Levantei-me como que convulcionado e vomitei o sanduiche com cerveja que havia no meu estômago e eu nem sabia.

quinta-feira, 15 de outubro de 2009

Visita V


Abri os olhos e me encontrava ainda sentando na poltrona de couro surrado. Ele estava por perto, porém, sua presença falhava como um sinal de rádio que sofre interferência. Então ele disse com uma voz fraca e distante: "O humano só consegue existir por causa da capacidade de simbolizar o mundo. A questão semântica para o humano é de uma importância radical. Sim..a raiz da experiência humana está capacidade e necessidade de dar sentido, de existir por e para um símbolo construido por nós."
Fechei os ohos e disse: "Porque pensar nessas coisas? São construções filosóficas... a necessidade de contruí-las que te trouxe aqui? Como se você quisesse ser e dizer algo por meio das minhas reflexões. Que bobagem! Tudo que se diz hoje já foi dito em algum momento. Essa impotência de não se dizer nada de novo me paralisa e para compensar essa paralisia criei uma alucinação que é você." Calei-me esperando uma reação do visitante.

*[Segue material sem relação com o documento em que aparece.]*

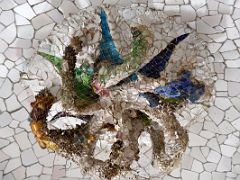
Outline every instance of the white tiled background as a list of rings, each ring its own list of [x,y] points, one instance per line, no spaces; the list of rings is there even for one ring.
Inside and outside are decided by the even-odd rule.
[[[190,128],[181,166],[164,180],[240,180],[240,0],[0,0],[0,179],[83,178],[74,163],[36,144],[27,121],[33,98],[20,72],[56,23],[101,3],[143,3],[181,15],[207,40],[218,77],[215,103]]]

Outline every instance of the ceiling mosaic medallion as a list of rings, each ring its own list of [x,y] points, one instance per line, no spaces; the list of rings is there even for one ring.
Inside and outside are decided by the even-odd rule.
[[[71,15],[41,42],[25,76],[39,146],[95,179],[140,176],[144,164],[157,176],[171,172],[186,127],[213,99],[204,41],[179,17],[143,6]]]

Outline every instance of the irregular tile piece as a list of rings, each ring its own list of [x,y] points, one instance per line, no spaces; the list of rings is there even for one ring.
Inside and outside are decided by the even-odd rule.
[[[232,17],[228,14],[224,14],[220,25],[223,28],[234,27],[234,22],[233,22]]]
[[[165,0],[166,4],[171,4],[171,5],[180,5],[184,4],[183,0]]]
[[[196,10],[206,4],[206,0],[199,0],[199,1],[190,0],[190,1],[191,1],[192,7]]]
[[[34,5],[34,4],[38,4],[38,3],[40,3],[40,2],[43,2],[44,0],[28,0],[28,3],[30,4],[30,5]]]
[[[234,131],[233,126],[228,121],[223,121],[219,126],[219,131],[221,134],[229,134]]]
[[[79,168],[76,169],[69,169],[66,171],[66,176],[67,177],[82,177],[83,175],[80,172]]]
[[[197,10],[197,16],[203,17],[208,15],[208,8],[207,6],[203,6]]]
[[[4,169],[4,173],[7,174],[7,173],[11,172],[12,170],[21,166],[21,164],[22,163],[21,163],[20,158],[10,159],[8,161],[8,164],[7,164],[6,168]]]
[[[228,39],[238,39],[240,37],[236,27],[227,28],[226,32],[227,32]]]
[[[63,13],[64,17],[68,17],[69,14],[78,12],[76,6],[69,0],[63,1],[59,7],[59,10]]]
[[[198,173],[192,172],[192,171],[188,171],[183,169],[182,170],[182,180],[198,180]]]
[[[226,68],[225,79],[228,81],[240,82],[239,78],[240,69]]]
[[[215,106],[208,109],[209,117],[218,125],[224,118],[224,112]]]
[[[221,46],[222,46],[221,43],[209,43],[208,49],[210,50],[211,53],[216,53]]]
[[[0,53],[3,53],[7,49],[8,45],[5,41],[0,39]]]
[[[240,140],[238,137],[234,136],[233,134],[229,134],[228,138],[224,141],[224,144],[230,145],[233,147],[238,147],[240,145]]]
[[[20,80],[20,72],[16,69],[11,69],[8,73],[8,77],[12,82],[16,83]]]
[[[16,142],[9,144],[5,148],[3,148],[2,151],[12,158],[20,156],[20,150]]]
[[[1,131],[0,131],[1,138],[7,138],[12,135],[14,135],[14,130],[12,128],[9,128],[8,126],[1,128]]]
[[[10,47],[30,48],[31,45],[32,45],[31,40],[16,38],[15,41],[10,45]]]
[[[54,160],[54,165],[65,165],[66,158],[62,157],[61,155],[56,155]]]
[[[193,161],[193,164],[192,164],[192,171],[195,171],[195,172],[203,172],[203,165],[201,162],[197,161],[197,160],[194,160]]]
[[[221,18],[222,18],[221,14],[215,14],[212,16],[204,16],[202,17],[202,20],[206,22],[209,26],[214,27],[219,25]]]
[[[8,173],[6,176],[3,176],[3,180],[15,180],[11,173]]]
[[[12,83],[9,79],[5,79],[0,87],[0,97],[8,98],[12,94]]]
[[[197,32],[198,33],[203,33],[203,34],[215,34],[215,33],[218,33],[217,30],[215,30],[212,27],[210,27],[209,25],[207,25],[201,19],[197,19]]]
[[[229,101],[228,98],[223,98],[223,97],[217,97],[215,100],[215,105],[222,109],[222,110],[227,110],[232,104]]]
[[[217,34],[211,34],[208,35],[211,39],[213,39],[215,42],[224,42],[227,39],[227,34],[224,33],[217,33]]]
[[[194,134],[189,133],[189,146],[205,146],[207,140]]]
[[[218,11],[219,11],[219,13],[222,13],[222,14],[231,14],[233,11],[233,7],[223,4],[223,3],[220,3],[219,7],[218,7]]]
[[[50,32],[52,31],[54,25],[55,25],[55,24],[52,23],[52,24],[48,24],[48,25],[40,28],[40,29],[36,32],[35,38],[36,38],[36,39],[39,39],[39,40],[46,38],[46,37],[50,34]]]
[[[237,59],[240,56],[239,52],[237,50],[226,51],[226,52],[223,52],[222,55],[223,55],[224,59],[228,59],[228,60]],[[236,68],[236,67],[234,67],[234,68]]]
[[[227,60],[226,65],[229,68],[239,68],[240,67],[240,59],[239,60]]]
[[[240,118],[238,118],[237,120],[232,122],[232,125],[238,130],[240,131]]]
[[[24,150],[21,154],[21,158],[24,166],[29,166],[38,161],[32,149]]]
[[[52,18],[56,23],[61,23],[63,21],[63,15],[56,9],[47,13],[47,15]]]
[[[42,174],[42,166],[40,164],[34,164],[27,167],[27,176],[39,176]]]
[[[39,159],[39,162],[40,162],[40,164],[42,164],[45,167],[52,167],[54,158],[55,158],[55,154],[54,153],[50,153],[50,154],[47,154],[44,157],[41,157]]]
[[[215,83],[215,88],[217,91],[227,91],[227,88],[228,88],[227,82],[219,79]]]
[[[14,8],[14,11],[29,20],[36,16],[28,3],[17,6],[16,8]]]
[[[17,6],[17,4],[13,0],[2,0],[0,1],[0,7],[3,10],[10,10]]]
[[[192,8],[192,6],[183,5],[181,6],[181,16],[182,16],[182,20],[185,22],[193,21],[196,18],[196,12]]]
[[[8,69],[4,65],[0,65],[0,77],[6,78],[8,74]]]
[[[33,7],[33,10],[35,11],[36,14],[41,14],[41,13],[50,11],[52,9],[53,9],[53,6],[48,2],[43,2]]]
[[[28,134],[23,131],[14,136],[21,150],[30,148],[32,145],[28,139]]]
[[[22,51],[18,48],[8,48],[4,54],[11,61],[17,61],[22,56]]]
[[[13,42],[16,37],[16,26],[11,24],[6,27],[2,32],[0,32],[0,38],[6,41],[7,43]]]
[[[66,168],[65,166],[54,166],[52,179],[60,179],[61,177],[66,176]]]
[[[33,35],[34,35],[34,29],[32,25],[18,27],[18,37],[23,39],[32,39]]]
[[[228,82],[228,93],[230,96],[238,96],[240,94],[240,83]]]
[[[0,15],[0,22],[5,26],[12,24],[14,21],[14,14],[12,11],[3,11]]]
[[[12,95],[6,100],[6,106],[8,111],[14,111],[21,107],[20,103],[17,101],[17,97]]]
[[[53,21],[46,14],[40,14],[32,19],[34,29],[39,29]]]
[[[200,174],[200,179],[199,180],[211,180],[212,175],[210,172],[204,171],[203,173]]]
[[[219,154],[216,151],[211,150],[208,157],[207,157],[207,160],[209,162],[218,163],[220,158],[221,158],[221,154]]]
[[[91,2],[89,0],[75,0],[75,4],[79,9],[84,9],[91,6]]]
[[[12,117],[8,112],[3,112],[0,114],[0,127],[5,127],[12,121]]]
[[[220,147],[216,138],[210,139],[207,146],[220,153]]]
[[[169,16],[179,15],[179,6],[167,5],[164,7],[164,12]]]
[[[148,1],[148,7],[156,9],[156,10],[163,10],[164,5],[165,5],[164,3],[159,3],[159,2],[155,2],[155,1]]]
[[[236,148],[228,145],[220,145],[221,152],[223,155],[227,157],[232,157],[233,154],[236,152]]]
[[[12,173],[16,179],[25,179],[25,171],[26,171],[26,168],[21,166],[16,170],[14,170]]]
[[[15,19],[16,19],[16,25],[27,25],[30,24],[29,20],[27,20],[26,18],[15,14]]]

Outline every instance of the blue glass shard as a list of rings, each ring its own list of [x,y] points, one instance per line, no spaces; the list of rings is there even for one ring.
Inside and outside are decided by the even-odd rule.
[[[183,41],[189,34],[183,34],[175,39],[173,39],[167,47],[162,50],[158,55],[153,57],[153,59],[143,66],[138,72],[144,76],[157,79],[160,77],[160,72],[166,67],[176,45]]]
[[[123,84],[127,84],[127,83],[134,82],[134,81],[137,81],[137,80],[138,80],[137,74],[136,73],[132,73],[131,75],[129,75],[128,77],[122,79],[116,85],[114,85],[112,87],[121,86]]]
[[[122,64],[123,59],[118,52],[113,39],[110,33],[110,29],[107,22],[107,15],[103,9],[100,11],[100,19],[101,19],[101,28],[102,28],[102,40],[100,42],[100,55],[99,59],[108,60],[111,64]]]
[[[145,99],[147,99],[150,107],[156,107],[159,104],[160,98],[158,95],[156,95],[154,93],[144,92],[144,93],[139,93],[139,96],[142,96]]]
[[[186,71],[180,79],[159,86],[154,92],[164,98],[188,99],[194,103],[205,93],[205,86],[202,83],[194,83],[190,76],[191,73]]]

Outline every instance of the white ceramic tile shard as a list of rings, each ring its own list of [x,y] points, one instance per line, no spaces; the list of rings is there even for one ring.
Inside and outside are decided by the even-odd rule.
[[[36,14],[44,13],[53,9],[53,6],[48,2],[43,2],[33,6],[33,10]]]
[[[16,37],[16,26],[14,23],[6,27],[2,32],[0,32],[0,38],[9,44],[13,42],[15,37]]]
[[[4,173],[7,174],[13,171],[14,169],[18,168],[19,166],[21,166],[20,158],[10,159],[8,161],[6,168],[4,169]]]
[[[183,21],[188,22],[196,19],[196,12],[192,8],[192,6],[183,5],[181,6],[180,10],[181,10],[181,17]]]
[[[23,39],[32,39],[34,35],[34,29],[32,25],[19,26],[17,28],[18,37]]]
[[[13,11],[3,11],[0,14],[0,22],[5,26],[12,24],[14,21],[14,13]]]
[[[38,162],[36,155],[32,149],[26,149],[21,153],[21,159],[24,166],[32,165]]]
[[[14,8],[14,11],[17,14],[19,14],[29,20],[31,20],[34,16],[36,16],[36,14],[33,12],[32,8],[29,6],[28,3],[17,6],[16,8]]]
[[[196,28],[202,37],[206,37],[209,41],[206,47],[212,53],[212,62],[215,62],[214,70],[218,77],[214,86],[216,90],[214,95],[217,97],[214,106],[210,106],[207,117],[188,129],[190,141],[181,164],[182,168],[163,179],[239,179],[240,176],[237,174],[240,171],[238,133],[240,131],[240,2],[238,0],[131,2],[104,0],[103,2],[111,5],[118,3],[125,7],[129,6],[129,3],[135,3],[132,7],[137,3],[144,3],[141,7],[146,7],[148,4],[150,8],[164,10],[168,15],[176,15],[179,16],[179,20],[181,18],[184,22],[190,22],[191,27]],[[0,81],[0,97],[3,98],[0,98],[0,138],[5,138],[4,142],[0,139],[0,147],[13,149],[8,155],[5,153],[3,155],[5,164],[2,163],[0,169],[3,170],[4,175],[0,173],[0,179],[2,176],[7,180],[14,177],[25,179],[25,176],[26,179],[44,180],[82,176],[78,166],[72,166],[67,163],[70,161],[57,158],[54,154],[48,155],[48,151],[40,149],[33,135],[27,132],[29,131],[27,110],[30,111],[31,107],[26,100],[27,93],[20,92],[25,90],[14,86],[19,83],[20,69],[23,69],[23,66],[15,66],[24,63],[25,60],[28,61],[33,56],[32,46],[34,48],[38,46],[37,41],[44,39],[51,32],[54,23],[61,23],[63,17],[76,13],[79,9],[88,6],[97,7],[101,3],[102,1],[96,0],[0,0],[0,53],[2,53],[0,78],[3,79]],[[131,19],[135,16],[131,13],[132,11],[126,11],[124,17]],[[32,41],[33,38],[37,40]],[[13,103],[16,102],[13,98],[15,96],[20,105]],[[28,104],[27,110],[22,107],[23,104]],[[12,113],[4,112],[10,110]],[[17,146],[19,147],[14,149]],[[11,157],[16,155],[17,157]],[[58,167],[65,168],[65,165],[69,168],[67,171],[58,169]],[[151,170],[148,170],[151,174]],[[144,174],[143,170],[140,174]],[[156,175],[152,179],[160,179],[160,177]]]
[[[16,25],[30,24],[29,20],[27,20],[25,17],[20,16],[18,14],[15,14],[15,20],[16,20]]]
[[[189,133],[189,146],[205,146],[207,140],[194,134]]]
[[[203,22],[203,20],[197,19],[197,32],[203,34],[215,34],[218,33],[219,31],[210,27],[208,24]]]
[[[89,0],[75,0],[75,4],[79,9],[84,9],[91,6],[91,2]]]
[[[12,158],[20,156],[19,146],[16,142],[9,144],[7,147],[3,148],[2,151]]]

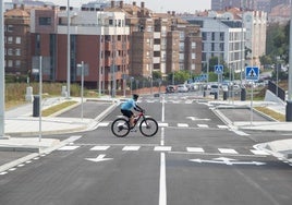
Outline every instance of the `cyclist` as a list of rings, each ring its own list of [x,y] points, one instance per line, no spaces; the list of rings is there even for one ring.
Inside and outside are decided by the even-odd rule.
[[[131,129],[134,128],[134,118],[135,118],[135,114],[132,111],[132,108],[134,108],[134,110],[136,111],[143,110],[141,107],[137,106],[137,100],[138,100],[138,95],[133,94],[133,97],[131,99],[127,99],[125,102],[121,105],[121,112],[123,113],[123,116],[129,118]]]

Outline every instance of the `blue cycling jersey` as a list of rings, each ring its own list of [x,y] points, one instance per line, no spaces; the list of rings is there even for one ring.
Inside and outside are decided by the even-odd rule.
[[[134,99],[129,99],[121,105],[122,110],[131,110],[132,108],[136,107],[136,102]]]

Ele repondeu prontamente: "Tá vendo? Você ta tentando dar sentido a minha existência! Não seria melhor aproveitar nosso diálogo para entender outras coisas? Simplesmente filosofar, sem simbolizar, sem controlar...
Levantei-me e procurei o visitante que havia sumido.

sexta-feira, 9 de outubro de 2009

Visita IV

O que houve no último encontro não me intriga mais do que o rumo que nossa conversa havia tomado. O meu visitante estava querendo me entender e eu querendo entendê-lo. Como quem está lendo esse relato pensa em interferir no que digo. Penso que acabam interferindo mesmo, pois, tenho que dar conta de alguma coerência, o que é em si incoerente, já que não faço idéia que conexões e estímulos crio com essas linhas.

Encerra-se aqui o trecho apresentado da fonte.